Concernant l'impact du numérique sur la santé mentale, nous avons bien sûr des contrôles parentaux obligatoires, mais je ne suis pas sûr d'être capable de vous répondre précisément sur le sujet. Nous reviendrons vers vous pour vous dire ce que l'on met en oeuvre.
S'agissant de la FFT, vous avez rappelé notre rôle de trublion. « Je ne voudrais jamais faire partie d'un club qui voudrait de moi comme membre », disait Groucho Marx ! On travaille très bien avec eux, même si on n'en fait pas partie. Cela étant, on est toujours en parallèle. On a toujours un peu peur de ces syndicats regroupant des intérêts équivalents. On ne fait pas non plus partie d'un syndicat patronal. On adhère à un seul organisme, l'Association française des entreprises privées (Afep). On ne fait pas non plus partie du Medef. Nous faisons partie de très peu d'associations, ce qui ne nous empêche pas de travailler avec elles et avec les syndicats.
Pour ce qui est des réseaux de télécommunications et leur impact sur les effets de serre, il s'agit de sujets incroyablement importants, sur lesquels nous travaillons. On a créé des choses fantastiques qui ont un impact direct. On investit nous-mêmes dans de nouvelles sources d'énergie, notamment avec Engie, pour créer de nouvelles productions non polluantes.

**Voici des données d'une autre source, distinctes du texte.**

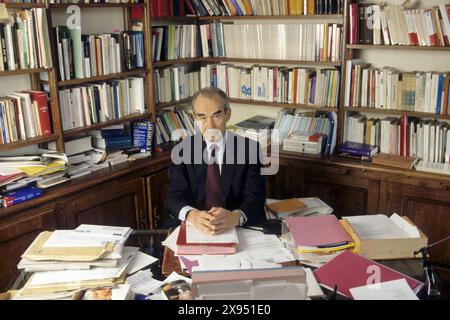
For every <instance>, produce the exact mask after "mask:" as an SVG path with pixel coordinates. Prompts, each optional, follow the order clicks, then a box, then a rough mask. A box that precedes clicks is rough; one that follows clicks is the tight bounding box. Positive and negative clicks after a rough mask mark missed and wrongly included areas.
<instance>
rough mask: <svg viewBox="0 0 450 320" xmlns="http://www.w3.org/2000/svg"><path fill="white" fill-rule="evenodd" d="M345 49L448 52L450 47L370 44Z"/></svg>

Nous avons mis en place il y a quelques années une initiative, qui relève du bon sens. On rafraîchit d'énormes salles, alors que les machines n'ont besoin que de 10 % de la climatisation. On a donc décidé d'arrêter de climatiser les salles et de se focaliser sur les machines. Il fait donc 40 degrés partout, sauf à l'intérieur des machines, où l'on a créé des couloirs dans lesquels passe la climatisation. On économise ainsi 30 % d'énergie, et on parvient à s'améliorer.
On crée de nouvelles générations de boxes ou on invente des choses avec de l'intelligence artificielle pour réussir à faire baisser la consommation lorsqu'on n'a pas besoin de la box. Les petits ruisseaux finissent par former de grandes rivières. C'est long, complexe et potentiellement cher, mais on le fait.
Il faut comprendre que c'est une vraie passion pour nos équipes, qui se sentent incroyablement concernées. Je pense que c'est le cas chez tous les opérateurs. La pression est interne, mais d'une force incroyable. Notre chance est d'être une entreprise jeune. Je ne connais pas l'âge moyen des salariés de Free, mais je pense qu'il est inférieur à trente ans. Ce changement est intervenu au cours des cinq dernières années et est devenu central dans notre travail quotidien.